I feel like these rooms are like the GUI of a computer—they are seemingly simple, but they are really designed by vast corporate interests to sell things (and also there are vast worlds of complexity, disorder, and mess crammed into storage, just out of sight).  Minimalism look good on screens—it is simple enough to be comprehensible even in a thumbnail so you can sell it online (no need for photoshopping). Also minimalism is like a carnival barker’s trick or an infomercial pitch in another way too.  Its simplicity makes it easy to sell.

And here is where we get to the real heart of minimalism.  It is commercially successful. That Ryman painting a few paragraphs back sold in 2015 for $20.6 million!  We already know how well Kondo’s works about decluttering your life sell.  The “clean” diet kills people because it lacks sufficient nutrients for human beings, but people adhere to it with religious fervor even when MDs beg them not to.

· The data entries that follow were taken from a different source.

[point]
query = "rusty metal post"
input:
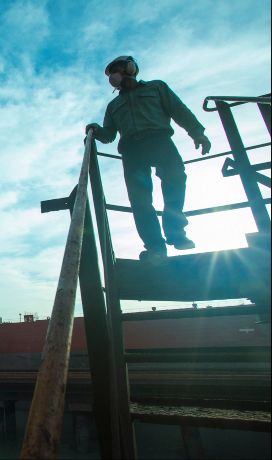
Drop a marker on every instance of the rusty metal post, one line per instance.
(43, 430)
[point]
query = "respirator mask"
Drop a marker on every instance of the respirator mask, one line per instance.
(120, 70)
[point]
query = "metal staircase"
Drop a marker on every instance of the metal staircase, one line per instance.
(236, 273)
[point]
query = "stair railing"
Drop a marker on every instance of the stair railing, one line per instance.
(43, 429)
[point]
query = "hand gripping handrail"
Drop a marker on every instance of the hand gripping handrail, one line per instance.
(236, 100)
(43, 430)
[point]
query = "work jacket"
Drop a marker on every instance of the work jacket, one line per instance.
(146, 109)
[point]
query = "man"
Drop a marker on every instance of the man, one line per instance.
(141, 114)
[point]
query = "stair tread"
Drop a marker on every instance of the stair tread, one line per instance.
(201, 415)
(183, 278)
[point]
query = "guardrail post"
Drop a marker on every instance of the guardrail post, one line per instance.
(94, 309)
(244, 168)
(43, 430)
(265, 110)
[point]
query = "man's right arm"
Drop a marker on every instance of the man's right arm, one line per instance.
(107, 132)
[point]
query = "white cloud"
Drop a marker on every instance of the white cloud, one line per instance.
(44, 108)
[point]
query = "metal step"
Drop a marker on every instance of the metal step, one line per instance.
(202, 417)
(230, 274)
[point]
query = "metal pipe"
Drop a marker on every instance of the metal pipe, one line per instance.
(236, 100)
(243, 166)
(43, 430)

Our world is so complicated and baffling that the allure of simplicity is an enticement beyond any other.  Yet it is salesman’s con job.  Don’t let people convince you that white paintings have a meaning that supersedes all other art or that empty rooms are best.  Simple solutions in politics tend to be impossible and dangerous. Simple diets will kill you.  I wish I had said my thesis more simply, rather than writing such a winding narrative to say such a straightforward thing.  Anything of beguiling simplicity is almost certainly a lie.